-
Bug
-
Resolution: Done
-
Major
-
None
-
None
-
False
-
False
-
Undefined
-
I'm doing some testing to see how can we can aggregate some information from different topics. For experimenting with this, I have created a connector which turns transaction metadata on and also started listening to the transaction topic.
To test, I run the commands sequence on sqlplus for the demo database:
SQL> INSERT INTO customers VALUES(NULL, 'Alberto', 'Pena', 'berto@gmail.com'); 1 row created. SQL> INSERT INTO orders VALUES(null, '10-FEB-21', 1003, 5, 102); 1 row created. SQL> COMMIT; Commit complete.
As mentioned, I have debezium set up and I do also have a command line kafka consumer to debug the data that goes through the different topics. This is what I do get immediately after running the above sql script ( I am omitting schemas for the sake of verbosity ):
transaction topic
{"payload":{"status":"END","id":"0500190077020000","event_count":1,"data_collections":[{"data_collection":"ORCLPDB1.DEBEZIUM.CUSTOMERS","event_count":1}]} {"payload":{"status":"BEGIN","id":"04001E0088020000","event_count":null,"data_collections":null}
A couple of things to note here:
- Note that the messages arrive in exactly that order, i.e. END arrives first and then BEGIN. I'm not sure if that is how it is expected to be. Documentation certainly shows first BEGIN and finally END.

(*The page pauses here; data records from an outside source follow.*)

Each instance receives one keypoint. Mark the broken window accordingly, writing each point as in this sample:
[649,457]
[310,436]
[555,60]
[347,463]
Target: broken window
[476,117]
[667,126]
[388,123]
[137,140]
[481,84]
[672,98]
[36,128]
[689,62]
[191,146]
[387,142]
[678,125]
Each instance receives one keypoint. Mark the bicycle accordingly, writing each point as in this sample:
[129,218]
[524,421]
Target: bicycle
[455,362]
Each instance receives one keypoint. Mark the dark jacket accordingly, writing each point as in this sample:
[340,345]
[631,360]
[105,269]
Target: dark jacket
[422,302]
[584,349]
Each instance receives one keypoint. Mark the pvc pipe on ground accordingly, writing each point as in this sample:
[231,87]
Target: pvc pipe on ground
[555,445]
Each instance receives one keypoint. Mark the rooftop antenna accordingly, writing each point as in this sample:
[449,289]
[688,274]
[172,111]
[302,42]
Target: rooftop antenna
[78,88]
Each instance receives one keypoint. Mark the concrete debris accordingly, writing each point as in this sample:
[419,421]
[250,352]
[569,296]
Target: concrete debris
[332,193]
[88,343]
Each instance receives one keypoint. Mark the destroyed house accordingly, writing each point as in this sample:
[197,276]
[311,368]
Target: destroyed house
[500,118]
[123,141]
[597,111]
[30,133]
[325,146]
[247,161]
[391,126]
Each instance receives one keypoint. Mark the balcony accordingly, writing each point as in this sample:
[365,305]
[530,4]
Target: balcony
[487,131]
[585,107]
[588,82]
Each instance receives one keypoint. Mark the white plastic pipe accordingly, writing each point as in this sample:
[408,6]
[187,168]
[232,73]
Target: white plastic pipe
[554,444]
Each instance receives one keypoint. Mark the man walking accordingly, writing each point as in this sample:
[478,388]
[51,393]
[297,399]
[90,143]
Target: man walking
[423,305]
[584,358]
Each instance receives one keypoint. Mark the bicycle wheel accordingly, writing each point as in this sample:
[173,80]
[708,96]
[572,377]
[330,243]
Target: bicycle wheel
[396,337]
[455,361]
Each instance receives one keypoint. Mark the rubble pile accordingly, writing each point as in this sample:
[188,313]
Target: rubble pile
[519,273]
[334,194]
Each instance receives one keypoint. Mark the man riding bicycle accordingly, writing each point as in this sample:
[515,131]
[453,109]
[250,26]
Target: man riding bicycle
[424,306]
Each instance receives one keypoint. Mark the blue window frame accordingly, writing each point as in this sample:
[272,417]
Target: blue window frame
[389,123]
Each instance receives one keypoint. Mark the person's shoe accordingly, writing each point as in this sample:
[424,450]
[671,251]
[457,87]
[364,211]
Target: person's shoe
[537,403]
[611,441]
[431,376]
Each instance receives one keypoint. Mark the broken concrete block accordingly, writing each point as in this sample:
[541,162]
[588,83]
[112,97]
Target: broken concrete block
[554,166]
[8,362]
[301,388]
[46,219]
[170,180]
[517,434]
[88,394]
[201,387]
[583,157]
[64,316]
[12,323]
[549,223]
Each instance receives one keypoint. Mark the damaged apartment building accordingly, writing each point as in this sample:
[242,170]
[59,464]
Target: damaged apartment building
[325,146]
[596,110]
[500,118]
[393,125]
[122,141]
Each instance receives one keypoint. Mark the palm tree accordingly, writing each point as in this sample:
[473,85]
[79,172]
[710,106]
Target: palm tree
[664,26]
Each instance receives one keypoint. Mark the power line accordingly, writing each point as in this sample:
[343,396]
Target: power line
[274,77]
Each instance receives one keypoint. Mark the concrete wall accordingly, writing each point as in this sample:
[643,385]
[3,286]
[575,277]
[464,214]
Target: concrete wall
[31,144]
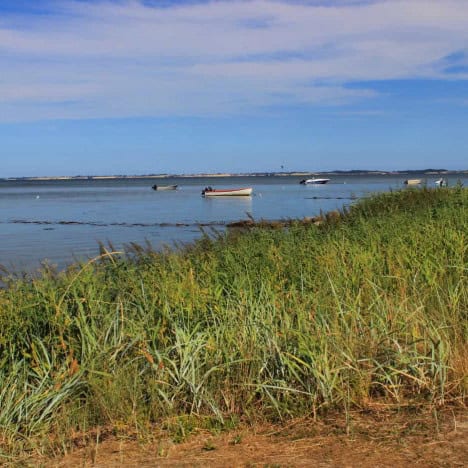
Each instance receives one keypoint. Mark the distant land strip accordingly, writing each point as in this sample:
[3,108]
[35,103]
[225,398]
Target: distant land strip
[244,174]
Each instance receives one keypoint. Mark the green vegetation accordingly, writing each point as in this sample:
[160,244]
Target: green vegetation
[368,307]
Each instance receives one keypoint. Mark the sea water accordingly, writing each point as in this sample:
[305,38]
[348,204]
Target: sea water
[61,221]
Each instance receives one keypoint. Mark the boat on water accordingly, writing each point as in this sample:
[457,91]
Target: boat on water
[164,187]
[211,192]
[314,181]
[413,182]
[441,182]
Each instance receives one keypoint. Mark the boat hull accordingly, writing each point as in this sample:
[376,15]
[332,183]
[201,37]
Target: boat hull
[164,187]
[314,181]
[242,192]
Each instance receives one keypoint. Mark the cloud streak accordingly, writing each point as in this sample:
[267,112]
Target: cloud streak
[127,58]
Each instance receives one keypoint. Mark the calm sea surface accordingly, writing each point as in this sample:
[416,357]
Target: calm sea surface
[61,221]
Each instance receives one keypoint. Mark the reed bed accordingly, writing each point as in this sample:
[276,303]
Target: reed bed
[367,308]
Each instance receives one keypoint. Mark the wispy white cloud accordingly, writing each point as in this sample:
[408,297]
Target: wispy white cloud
[126,58]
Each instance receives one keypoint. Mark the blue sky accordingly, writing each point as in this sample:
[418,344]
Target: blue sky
[137,87]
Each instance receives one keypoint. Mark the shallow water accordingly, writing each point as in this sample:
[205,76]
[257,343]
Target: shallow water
[61,221]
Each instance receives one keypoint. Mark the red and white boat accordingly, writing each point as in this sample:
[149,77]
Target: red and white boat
[210,192]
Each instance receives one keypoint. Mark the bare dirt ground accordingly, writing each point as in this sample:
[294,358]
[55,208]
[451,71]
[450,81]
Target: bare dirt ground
[377,439]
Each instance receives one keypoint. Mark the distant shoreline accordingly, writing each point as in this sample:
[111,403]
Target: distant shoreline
[244,174]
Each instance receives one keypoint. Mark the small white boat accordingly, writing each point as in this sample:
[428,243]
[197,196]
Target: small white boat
[315,181]
[164,187]
[413,182]
[210,192]
[441,182]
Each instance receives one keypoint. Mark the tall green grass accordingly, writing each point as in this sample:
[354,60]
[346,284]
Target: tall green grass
[368,307]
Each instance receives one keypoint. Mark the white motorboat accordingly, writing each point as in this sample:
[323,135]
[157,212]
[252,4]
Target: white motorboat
[210,192]
[315,181]
[164,187]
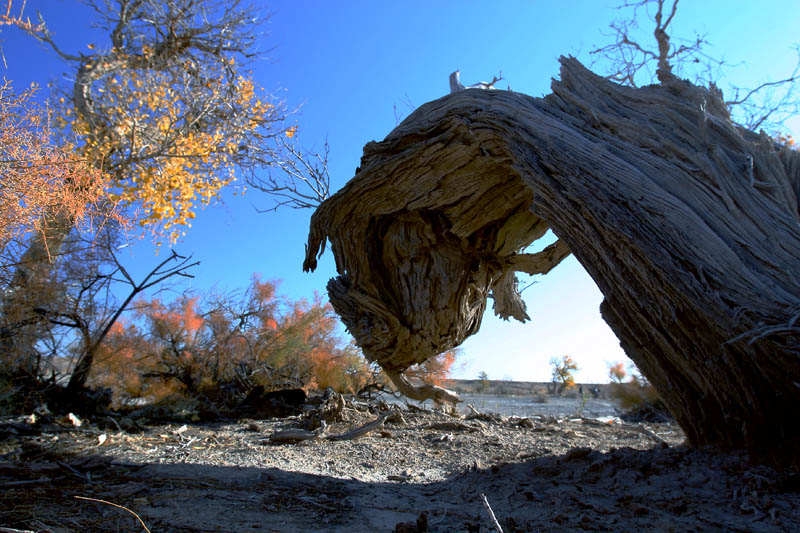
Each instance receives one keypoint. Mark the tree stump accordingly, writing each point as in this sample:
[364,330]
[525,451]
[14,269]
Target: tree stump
[688,224]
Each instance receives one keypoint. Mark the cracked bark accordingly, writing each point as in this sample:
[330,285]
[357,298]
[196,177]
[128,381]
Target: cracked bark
[688,224]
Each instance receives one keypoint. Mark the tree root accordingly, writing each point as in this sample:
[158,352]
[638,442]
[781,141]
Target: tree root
[422,392]
[297,435]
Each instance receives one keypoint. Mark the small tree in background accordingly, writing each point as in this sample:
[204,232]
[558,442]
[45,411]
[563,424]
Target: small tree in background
[483,381]
[564,368]
[636,393]
[219,347]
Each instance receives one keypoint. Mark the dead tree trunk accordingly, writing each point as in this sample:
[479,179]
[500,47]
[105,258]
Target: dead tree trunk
[688,224]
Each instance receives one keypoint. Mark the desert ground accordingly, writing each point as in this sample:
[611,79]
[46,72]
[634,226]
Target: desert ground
[414,470]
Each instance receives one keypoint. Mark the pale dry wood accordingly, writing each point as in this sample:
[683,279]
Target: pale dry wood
[297,435]
[688,224]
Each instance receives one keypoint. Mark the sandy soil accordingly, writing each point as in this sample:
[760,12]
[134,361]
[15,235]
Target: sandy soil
[422,471]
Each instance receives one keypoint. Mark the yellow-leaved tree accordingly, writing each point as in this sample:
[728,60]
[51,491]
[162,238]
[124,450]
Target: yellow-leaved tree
[167,111]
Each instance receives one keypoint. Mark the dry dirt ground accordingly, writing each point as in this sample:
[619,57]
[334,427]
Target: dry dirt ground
[422,471]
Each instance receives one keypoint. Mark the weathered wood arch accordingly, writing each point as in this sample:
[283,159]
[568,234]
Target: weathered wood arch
[688,224]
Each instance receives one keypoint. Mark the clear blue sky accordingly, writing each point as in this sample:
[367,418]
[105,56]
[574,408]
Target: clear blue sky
[348,65]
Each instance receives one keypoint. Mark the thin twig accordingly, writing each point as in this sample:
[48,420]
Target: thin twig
[493,518]
[139,518]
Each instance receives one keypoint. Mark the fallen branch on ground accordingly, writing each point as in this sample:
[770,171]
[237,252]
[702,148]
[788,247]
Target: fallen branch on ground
[297,435]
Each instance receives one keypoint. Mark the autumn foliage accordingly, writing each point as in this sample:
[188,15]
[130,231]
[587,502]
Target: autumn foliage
[41,181]
[564,369]
[219,347]
[635,392]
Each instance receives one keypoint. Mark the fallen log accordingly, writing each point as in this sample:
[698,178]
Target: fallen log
[687,222]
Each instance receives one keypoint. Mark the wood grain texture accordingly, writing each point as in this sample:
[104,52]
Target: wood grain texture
[688,224]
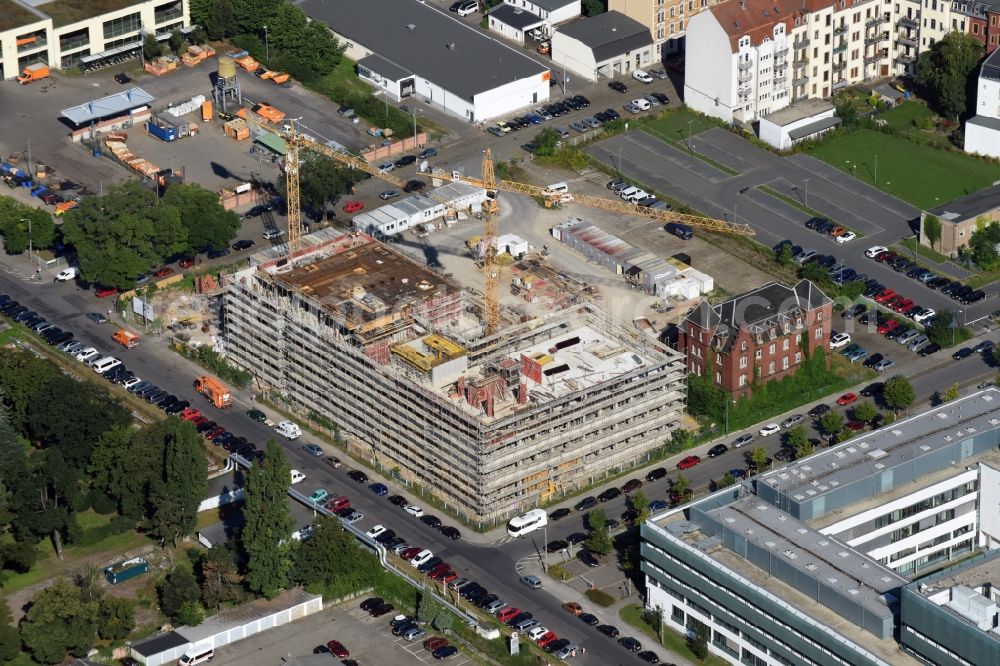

- Strangely, the id is different. The id of the BEGIN event matches the tx ids that I see on the table topics. However, the id of the END event, I have no idea where that comes from.
- event_count is 1 on the END event, but that is probably related to the fact that the event seems to come from a totally unrelated transaction.
customers topic
{"payload": {"before":null,"after":{"ID":1051,"FIRST_NAME":"Alberto","LAST_NAME":"Pena","EMAIL":"berto@gmail.com"},"source":{"version":"1.4.1.Final","connector":"oracle","name":"dbzserver","ts_ms":1612970195000,"snapshot":"false","db":"ORCLPDB1","schema":"DEBEZIUM","table":"CUSTOMERS","txId":"04001E0088020000","scn":2862750,"commit_scn":2858419,"lcr_position":null},"op":"c","ts_ms":1612970199318,"transaction":{"id":"04001E0088020000","total_order":1,"data_collection_order":1}}}
orders topic
{"payload": {"before":null,"after":{"ID":10024,"ORDER_DATE":1612915200000,"PURCHASER":1003,"QUANTITY":5,"PRODUCT_ID":102},"source":{"version":"1.4.1.Final","connector":"oracle","name":"dbzserver","ts_ms":1612970195000,"snapshot":"false","db":"ORCLPDB1","schema":"DEBEZIUM","table":"ORDERS","txId":"04001E0088020000","scn":2862857,"commit_scn":2862869,"lcr_position":null},"op":"c","ts_ms":1612970199321,"transaction":{"id":"04001E0088020000","total_order":2,"data_collection_order":1}}}
In the individual transactions, total_order looks good, data_collection_order I'm not sure as the documentation states: "data_collection_order - the per-data collection position of the event among all events that were emitted by the transaction". Note that in both the tx id is 04001E0088020000 which matches the BEGIN event in the transaction topic.